Minha vida não ia muito bem. Eu estava caminhando pela beira da rua porque a calçada estava em obras. Um conjunto de cones ligados por um fita listrada amarela e preta alertava aos carros que aquele pequeno pedaço de asfalto era destinada aos pedestres. Me perdia em pensamentos, o artigo que eu tinha que terminar, aquela vez que eu deixei alguém que eu gostava na mão, o livro que eu esqueci de devolver em 2009.

Para aquele horário o transito estava calmo demais. O sol estava a pino e eu estava com muito calor. Essa confluência de eventos fazia o tempo passar mais rápido do que deveria. Minha visão se fixou na figura que vinha caminhando em direção oposta a minha. Meu olhar rapidamente se desviou como por reflexo de não ser pego encarando estranhos. Mas meu cérebro logo me avisou que aquele que vinha não era qualquer um. Meu velho amigo Ricardo estava mais gordo e mais careca, mas não tão dificilmente reconhecível. Fixei agora meu olhar nele esperando que ele também tomasse o conhecimento mudo da minha existência. Um sorriso rasgou seu rosto antes taciturno e seus olhos dilataram demonstrando o reconhecimento esperado da nossa antiga amizade.
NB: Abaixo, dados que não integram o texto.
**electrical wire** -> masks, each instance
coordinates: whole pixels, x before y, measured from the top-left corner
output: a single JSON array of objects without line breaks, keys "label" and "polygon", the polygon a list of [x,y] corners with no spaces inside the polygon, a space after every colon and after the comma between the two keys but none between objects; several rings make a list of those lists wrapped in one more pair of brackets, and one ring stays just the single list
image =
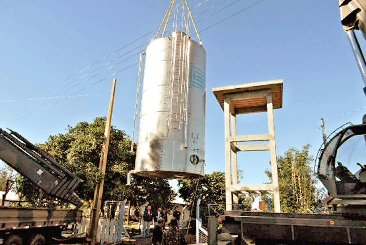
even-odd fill
[{"label": "electrical wire", "polygon": [[[194,7],[194,8],[196,8],[196,7],[198,7],[199,6],[200,6],[202,5],[204,3],[205,3],[207,2],[208,2],[209,1],[210,1],[210,0],[206,0],[205,1],[203,1],[201,2],[201,3],[199,4],[198,4],[196,6],[195,6]],[[227,0],[223,0],[223,1],[221,1],[220,2],[219,2],[219,3],[218,3],[217,4],[215,4],[214,5],[214,6],[212,6],[211,7],[210,7],[209,8],[203,11],[200,14],[198,14],[197,15],[196,15],[195,16],[198,16],[198,15],[199,15],[200,14],[202,14],[202,13],[205,12],[207,12],[207,11],[209,11],[209,10],[211,10],[212,9],[213,9],[214,8],[216,7],[217,7],[217,6],[218,6],[220,4],[222,4],[222,3],[223,3],[226,1]],[[211,14],[209,15],[208,15],[208,16],[202,19],[201,20],[200,20],[199,21],[198,21],[197,22],[200,22],[200,21],[203,21],[203,20],[206,19],[208,19],[208,18],[210,18],[211,17],[212,17],[214,15],[217,14],[217,13],[218,13],[221,12],[222,11],[223,11],[224,9],[227,8],[229,7],[230,6],[233,5],[234,4],[235,4],[235,3],[238,3],[238,2],[240,1],[241,0],[237,0],[236,1],[235,1],[234,3],[232,3],[231,4],[228,4],[228,5],[227,5],[227,6],[226,6],[225,7],[224,7],[224,8],[223,8],[220,9],[220,10],[218,10],[217,11],[216,11],[216,12],[215,12],[214,13],[213,13],[213,14]],[[213,25],[210,25],[210,26],[208,26],[207,27],[206,27],[206,28],[205,28],[204,29],[203,29],[199,31],[199,33],[201,33],[201,32],[203,32],[204,31],[205,31],[205,30],[208,30],[208,29],[210,29],[210,28],[213,27],[214,26],[216,26],[216,25],[218,25],[218,24],[219,24],[219,23],[221,23],[222,22],[223,22],[223,21],[226,21],[226,20],[228,19],[229,19],[230,18],[232,18],[232,17],[234,17],[234,16],[235,16],[235,15],[238,14],[239,14],[240,13],[241,13],[241,12],[243,12],[244,11],[245,11],[245,10],[247,10],[247,9],[249,9],[249,8],[250,8],[253,7],[254,7],[254,6],[255,6],[255,5],[257,5],[257,4],[258,4],[261,3],[262,3],[262,2],[264,1],[265,1],[265,0],[261,0],[261,1],[258,1],[258,2],[257,2],[257,3],[255,3],[253,4],[252,4],[252,5],[250,6],[249,6],[248,7],[246,7],[245,8],[244,8],[242,9],[239,12],[238,12],[235,13],[235,14],[232,14],[232,15],[230,15],[230,16],[229,16],[229,17],[227,17],[227,18],[225,18],[224,19],[223,19],[221,20],[220,21],[219,21],[217,22],[214,23]],[[146,37],[148,35],[149,35],[149,34],[151,34],[151,33],[153,33],[153,32],[154,32],[154,31],[153,30],[153,31],[150,31],[150,32],[148,32],[147,33],[145,34],[144,35],[141,36],[140,37],[138,38],[138,39],[137,39],[134,40],[134,41],[132,41],[130,42],[130,43],[129,43],[128,44],[126,44],[126,45],[125,45],[123,47],[122,47],[119,48],[119,49],[118,49],[118,50],[116,50],[116,51],[115,51],[114,52],[112,52],[112,53],[111,53],[111,54],[109,54],[108,55],[107,55],[106,56],[105,56],[103,58],[102,58],[101,59],[100,59],[99,60],[98,60],[98,61],[97,61],[96,62],[94,62],[94,63],[93,63],[92,65],[90,65],[90,66],[87,66],[87,67],[85,67],[85,68],[82,69],[81,70],[80,70],[80,71],[79,71],[78,72],[75,73],[74,74],[73,74],[72,75],[68,77],[68,78],[66,78],[66,79],[65,79],[64,80],[63,80],[62,82],[61,82],[60,83],[59,83],[57,84],[56,84],[56,85],[54,85],[52,87],[51,87],[51,88],[54,88],[55,87],[57,86],[57,85],[60,84],[62,83],[63,83],[64,81],[67,81],[67,80],[70,79],[72,77],[74,77],[77,76],[78,74],[80,74],[80,73],[82,73],[82,72],[84,72],[84,71],[86,71],[86,70],[89,69],[90,68],[91,68],[91,67],[93,67],[93,66],[95,66],[97,64],[98,64],[98,63],[99,63],[99,62],[100,62],[101,61],[103,61],[104,60],[105,60],[106,59],[107,59],[108,58],[108,57],[110,57],[111,56],[112,56],[114,55],[114,54],[116,54],[117,52],[119,52],[119,51],[120,51],[123,50],[123,49],[124,49],[124,48],[127,47],[128,47],[128,46],[129,46],[132,45],[132,44],[133,44],[134,43],[137,41],[139,40],[140,40],[143,37]],[[130,51],[129,51],[127,52],[125,54],[122,54],[122,55],[120,55],[120,56],[119,56],[119,57],[118,57],[117,59],[116,59],[115,60],[114,60],[114,61],[116,61],[117,60],[118,60],[118,59],[122,57],[123,57],[123,56],[126,55],[127,54],[128,54],[131,52],[132,52],[134,50],[136,50],[139,47],[141,47],[142,46],[147,44],[147,43],[148,43],[149,42],[149,41],[148,41],[148,42],[146,42],[143,43],[143,44],[142,44],[140,45],[138,47],[137,47],[136,48],[135,48],[133,49],[133,50],[131,50]],[[112,69],[113,68],[115,67],[117,65],[119,65],[120,64],[122,63],[124,61],[125,61],[126,60],[127,60],[127,59],[129,59],[130,58],[131,58],[132,57],[134,56],[136,56],[136,55],[137,55],[138,54],[139,54],[141,52],[143,52],[144,51],[144,50],[142,50],[141,52],[139,52],[138,53],[137,53],[136,54],[135,54],[133,55],[132,55],[132,56],[129,57],[127,58],[124,59],[124,60],[123,60],[123,61],[120,61],[120,62],[118,62],[115,65],[114,65],[111,66],[110,66],[110,67],[108,67],[108,68],[107,68],[105,70],[106,70],[106,71],[107,70],[110,70],[110,69]],[[93,73],[93,72],[95,72],[96,71],[98,70],[101,69],[102,67],[105,67],[107,65],[109,65],[109,64],[110,64],[111,63],[111,62],[107,62],[107,63],[104,64],[104,65],[102,65],[102,66],[99,67],[98,67],[97,69],[95,69],[95,70],[92,71],[92,72],[89,72],[89,73],[87,73],[87,74],[84,74],[83,76],[81,76],[81,77],[78,78],[76,79],[76,80],[74,80],[74,81],[72,81],[72,82],[71,82],[71,83],[69,83],[68,84],[66,85],[65,85],[64,86],[62,87],[62,88],[65,88],[67,86],[70,85],[70,84],[72,84],[72,83],[75,82],[76,81],[79,81],[81,79],[82,79],[82,78],[85,77],[86,76],[89,76],[89,75],[91,74],[92,73]],[[11,124],[11,123],[14,122],[15,122],[15,121],[19,121],[19,120],[20,120],[21,119],[22,119],[23,118],[24,118],[24,117],[26,117],[26,116],[29,116],[30,115],[31,115],[31,114],[33,114],[33,113],[34,112],[35,112],[36,111],[38,111],[40,110],[41,110],[41,109],[44,109],[45,108],[48,107],[50,106],[50,105],[53,105],[53,104],[55,104],[55,103],[57,103],[58,102],[59,102],[59,101],[60,101],[61,99],[66,99],[66,98],[70,98],[71,97],[72,97],[74,95],[75,95],[75,94],[77,94],[77,93],[79,93],[79,92],[81,92],[82,91],[83,91],[83,90],[85,90],[85,89],[86,89],[87,88],[90,88],[90,87],[92,87],[93,86],[94,86],[94,85],[96,85],[97,84],[98,84],[100,83],[101,81],[104,81],[104,80],[106,80],[107,78],[109,78],[109,77],[111,77],[112,76],[115,76],[115,74],[117,74],[120,73],[120,72],[123,72],[123,71],[124,70],[127,70],[127,69],[128,69],[129,68],[130,68],[131,67],[132,67],[132,66],[134,66],[135,65],[137,65],[138,63],[139,63],[138,62],[137,62],[134,63],[132,64],[132,65],[130,65],[130,66],[127,66],[127,67],[126,67],[125,68],[122,69],[122,70],[119,70],[119,71],[117,72],[115,72],[114,73],[113,73],[113,74],[111,74],[111,75],[109,75],[109,76],[108,76],[105,77],[104,78],[103,78],[102,79],[100,79],[100,80],[98,80],[98,81],[97,81],[97,82],[96,82],[95,83],[93,83],[93,84],[90,84],[89,85],[88,85],[88,86],[87,86],[86,87],[83,87],[83,88],[81,88],[81,89],[79,89],[79,90],[78,90],[78,91],[76,91],[75,92],[73,92],[71,94],[70,94],[70,95],[68,95],[66,96],[59,96],[59,97],[60,97],[60,98],[61,98],[60,99],[60,100],[57,100],[57,101],[56,102],[55,102],[53,103],[52,103],[50,105],[46,105],[46,106],[43,106],[42,107],[41,107],[40,108],[38,108],[36,111],[34,111],[33,113],[28,113],[28,114],[27,114],[26,115],[25,115],[25,116],[22,116],[22,117],[21,117],[18,118],[18,119],[15,119],[15,120],[14,120],[12,121],[11,121],[9,123],[10,124]],[[61,91],[61,93],[64,92],[65,91],[68,91],[68,90],[70,90],[70,89],[71,89],[71,88],[75,88],[78,85],[80,85],[80,84],[82,84],[82,83],[85,83],[86,81],[87,81],[88,80],[90,80],[90,79],[91,79],[92,78],[94,78],[94,77],[96,77],[96,76],[98,76],[98,75],[100,74],[100,73],[98,73],[97,74],[94,75],[93,76],[92,76],[92,77],[89,77],[89,78],[86,78],[86,79],[84,80],[83,80],[83,81],[82,81],[81,82],[79,82],[79,83],[78,83],[76,84],[75,84],[75,85],[72,86],[71,88],[68,88],[66,90],[64,90],[64,91]],[[62,88],[61,89],[62,89]],[[47,91],[48,90],[49,90],[49,89],[47,89],[46,90],[46,91]],[[60,90],[60,89],[59,89],[57,90],[56,91],[56,92],[57,92],[58,90]],[[53,93],[54,93],[54,92],[52,92]],[[41,94],[42,93],[41,93]],[[57,95],[60,95],[60,93],[59,93],[59,94],[57,94],[57,95],[56,95],[56,96],[57,96]],[[62,97],[62,98],[61,97]],[[31,99],[30,99],[30,100],[31,100]],[[34,99],[34,100],[38,100]],[[47,100],[46,99],[46,100]],[[24,113],[25,112],[26,112],[27,110],[29,110],[28,109],[28,110],[23,110],[22,112],[22,113]],[[14,118],[14,117],[13,117],[12,118]],[[10,118],[8,118],[8,120],[11,119],[11,118],[12,118],[12,117],[11,117]]]}]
Não nos víamos haviam anos, mas ainda éramos amigos no Facebook e trocávamos mensagens nos aniversários e quando algum de nós era bem sucedido em alguma empreitada. Não trocávamos palavras analógica ou digitalmente havia muito tempo, mesmo assim eu ainda o sentia presente na minha vida, como se ele tivesse ido passar um mês no litoral e já tivesse voltado.

Nos distanciamos gradualmente. Falando cada vez menos através dos anos. Era como se houvesse uma parte do meu cérebro destinada ao meu amigo e aos poucos ela tivesse encolhido até o momento em que ela se tornou apenas um espaço em uma instante.
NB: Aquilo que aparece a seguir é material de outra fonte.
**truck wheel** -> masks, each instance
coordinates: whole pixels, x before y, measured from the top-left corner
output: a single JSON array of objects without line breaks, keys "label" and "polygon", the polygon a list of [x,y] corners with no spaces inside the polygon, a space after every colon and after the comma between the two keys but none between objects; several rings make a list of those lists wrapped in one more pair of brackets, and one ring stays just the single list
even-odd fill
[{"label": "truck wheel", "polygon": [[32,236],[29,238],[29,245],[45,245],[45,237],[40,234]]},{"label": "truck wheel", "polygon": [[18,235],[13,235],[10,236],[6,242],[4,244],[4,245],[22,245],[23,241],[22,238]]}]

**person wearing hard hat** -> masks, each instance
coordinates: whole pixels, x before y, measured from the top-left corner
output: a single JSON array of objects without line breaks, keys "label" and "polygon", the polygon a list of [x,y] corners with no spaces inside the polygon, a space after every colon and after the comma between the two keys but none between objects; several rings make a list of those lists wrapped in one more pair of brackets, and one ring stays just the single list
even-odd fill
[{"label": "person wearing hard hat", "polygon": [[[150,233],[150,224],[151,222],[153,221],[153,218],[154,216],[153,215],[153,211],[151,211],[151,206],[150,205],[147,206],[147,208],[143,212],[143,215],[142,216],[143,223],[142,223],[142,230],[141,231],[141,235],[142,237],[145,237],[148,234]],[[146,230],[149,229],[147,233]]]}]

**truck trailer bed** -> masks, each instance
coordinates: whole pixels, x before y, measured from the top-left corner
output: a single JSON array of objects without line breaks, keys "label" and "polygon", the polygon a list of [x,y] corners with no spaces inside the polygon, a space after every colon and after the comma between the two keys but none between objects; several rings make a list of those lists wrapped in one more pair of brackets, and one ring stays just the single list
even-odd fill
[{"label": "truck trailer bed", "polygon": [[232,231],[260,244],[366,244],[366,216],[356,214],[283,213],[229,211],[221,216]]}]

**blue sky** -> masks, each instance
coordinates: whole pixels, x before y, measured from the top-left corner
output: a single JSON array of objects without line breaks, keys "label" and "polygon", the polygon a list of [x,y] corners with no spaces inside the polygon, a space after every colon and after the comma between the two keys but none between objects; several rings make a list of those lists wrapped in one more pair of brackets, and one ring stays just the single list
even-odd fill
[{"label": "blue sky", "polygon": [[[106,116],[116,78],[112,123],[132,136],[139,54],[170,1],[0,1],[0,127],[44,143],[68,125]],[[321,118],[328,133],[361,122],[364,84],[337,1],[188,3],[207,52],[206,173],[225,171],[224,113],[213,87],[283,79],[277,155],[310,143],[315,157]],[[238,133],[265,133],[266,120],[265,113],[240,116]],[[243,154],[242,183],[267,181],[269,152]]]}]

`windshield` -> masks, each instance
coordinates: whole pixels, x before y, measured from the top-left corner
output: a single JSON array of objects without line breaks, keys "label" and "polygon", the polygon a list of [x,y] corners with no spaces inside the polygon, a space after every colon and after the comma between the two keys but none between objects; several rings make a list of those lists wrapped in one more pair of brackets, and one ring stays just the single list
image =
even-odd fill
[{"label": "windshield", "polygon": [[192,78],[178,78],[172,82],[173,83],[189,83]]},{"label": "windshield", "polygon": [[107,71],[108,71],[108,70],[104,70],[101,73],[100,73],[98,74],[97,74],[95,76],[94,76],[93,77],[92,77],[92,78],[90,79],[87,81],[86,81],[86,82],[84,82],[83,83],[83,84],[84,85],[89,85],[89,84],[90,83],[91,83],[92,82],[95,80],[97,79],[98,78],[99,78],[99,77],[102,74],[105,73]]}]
A emoção de revê-lo foi grande. Gritamos no início, demos risada como se tivéssemos recuperado algo muito importante que quase foi jogado fora. Fizemos as perguntas básicas para saber onde e como estávamos na vida. Aos poucos o volume da das vozes foi reduzindo e mais calmamente podemos conversar normalmente. Fizemos piadas e demos risada. Fizemos planos de nos revermos ou de reunir a galera. Lembramos dos amigos em comum que haviam casado, tido filhos ou morrido.
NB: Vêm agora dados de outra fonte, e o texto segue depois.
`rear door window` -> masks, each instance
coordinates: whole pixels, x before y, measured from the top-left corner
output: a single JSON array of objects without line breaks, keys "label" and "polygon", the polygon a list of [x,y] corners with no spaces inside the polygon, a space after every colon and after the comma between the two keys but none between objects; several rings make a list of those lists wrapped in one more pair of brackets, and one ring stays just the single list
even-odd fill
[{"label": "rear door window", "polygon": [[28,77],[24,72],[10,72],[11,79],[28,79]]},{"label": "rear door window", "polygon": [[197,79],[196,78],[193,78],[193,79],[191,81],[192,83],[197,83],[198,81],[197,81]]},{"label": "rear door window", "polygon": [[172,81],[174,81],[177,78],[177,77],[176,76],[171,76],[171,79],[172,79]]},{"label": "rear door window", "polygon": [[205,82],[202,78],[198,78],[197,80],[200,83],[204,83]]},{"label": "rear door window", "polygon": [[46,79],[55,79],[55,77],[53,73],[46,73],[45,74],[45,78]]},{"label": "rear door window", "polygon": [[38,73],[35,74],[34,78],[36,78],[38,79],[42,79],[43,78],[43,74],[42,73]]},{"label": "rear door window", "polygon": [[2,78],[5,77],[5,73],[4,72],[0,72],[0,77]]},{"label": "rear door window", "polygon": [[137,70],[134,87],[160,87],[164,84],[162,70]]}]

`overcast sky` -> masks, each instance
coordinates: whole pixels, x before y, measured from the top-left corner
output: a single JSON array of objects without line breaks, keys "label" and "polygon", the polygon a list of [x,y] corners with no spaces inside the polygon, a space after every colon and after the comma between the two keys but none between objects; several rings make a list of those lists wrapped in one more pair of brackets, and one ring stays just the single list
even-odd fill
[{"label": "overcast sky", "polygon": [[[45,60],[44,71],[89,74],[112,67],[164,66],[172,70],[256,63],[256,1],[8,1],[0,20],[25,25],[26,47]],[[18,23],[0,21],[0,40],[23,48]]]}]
Eu fiz uma piada e meu amigo fechou a cara. Algo estava errado. Não estávamos mais conectados. Realmente tínhamos virado apenas lembrança. Provavelmente a galera nunca mais ia ser reunida.

Voltei para calçada menos triste. Comecei a pensar no artigo que eu tinha que terminar, aquela vez que eu deixei alguém que eu gostava na mão, o livro que eu esqueci de devolver em 2009.

21 de fevereiro de 2015

Vemödalen

Marcos temia já ter visto e ouvido tudo.

Nunca achava graça de nada. Todas as frases que escutava traziam consigo o mesmo som. Aquele sentimento de Déjà-vu. Não conseguia ter uma conversa sincera com ninguém. Parecia que tudo que lhe diziam já lhe tinha sido dito, senão a ele, a alguém, em algum momento.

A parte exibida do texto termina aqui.